The Court (Hillsborough Judge Twine Thomas) allowed the admission into evidence. The Second DCA indicated that this was in error:

“The evidence here showed that A.P. and two passengers were together in the car, and A.P. was driving. The gun was hidden from sight under the floor mat of the front passenger seat. We have repeatedly held that mere proximity to contraband in a jointly occupied car is not sufficient to sustain a conviction based on constructive possession. See K.A.K, 885 So. 2d at 407-08. Thus, the only independent proof remaining to support any of the inferences necessary to establish constructive possession is A.P.’s admission. This brings us full circle to Ras, which, as stated above, teaches us that this will not do. See Ras, 610 So. 2d at 25; see also Harrison v.
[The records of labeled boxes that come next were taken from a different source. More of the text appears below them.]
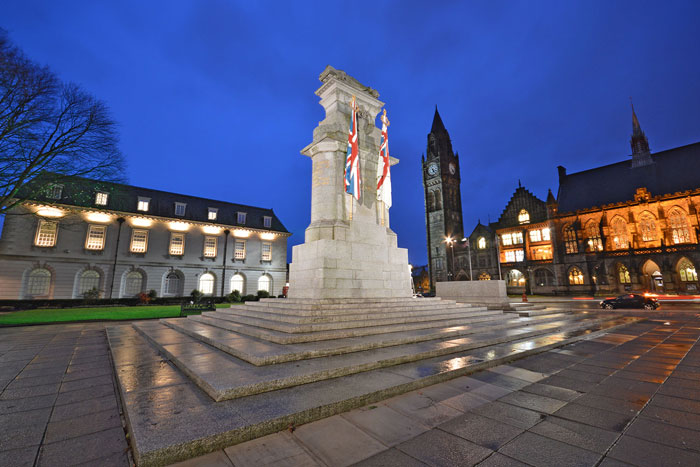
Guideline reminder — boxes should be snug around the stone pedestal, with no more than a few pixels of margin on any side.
[289,66,412,299]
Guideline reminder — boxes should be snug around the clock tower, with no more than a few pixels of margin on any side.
[421,106,464,290]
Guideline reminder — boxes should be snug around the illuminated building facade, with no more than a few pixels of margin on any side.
[0,178,291,299]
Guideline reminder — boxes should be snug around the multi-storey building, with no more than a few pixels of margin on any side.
[0,178,291,299]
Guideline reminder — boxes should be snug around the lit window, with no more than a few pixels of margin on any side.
[85,224,107,250]
[199,272,214,295]
[262,242,272,261]
[130,230,148,253]
[569,266,583,285]
[95,191,109,206]
[204,237,216,258]
[78,270,100,297]
[136,196,151,211]
[175,203,187,216]
[518,209,530,224]
[34,220,58,247]
[231,274,245,294]
[233,240,245,259]
[27,268,51,296]
[170,232,185,256]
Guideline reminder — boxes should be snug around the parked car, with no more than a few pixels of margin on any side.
[600,293,659,310]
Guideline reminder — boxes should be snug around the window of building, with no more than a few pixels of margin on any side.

State, 483 So. 2d 757, 758 (Fla. 2d DCA 1986) (holding that the corpus delicti doctrine prohibited the appellant’s conviction for possession of a firearm where there was no proof of actual or constructive possession of the firearm apart from the appellant’s confession).”

As such, while it is certainly best to simply abide by the law and, should you fail there, to not say anything without an attorney present, it is possible to avoid a conviction by properly excluding from evidence an admission using the corpus delecti rule to your advantage.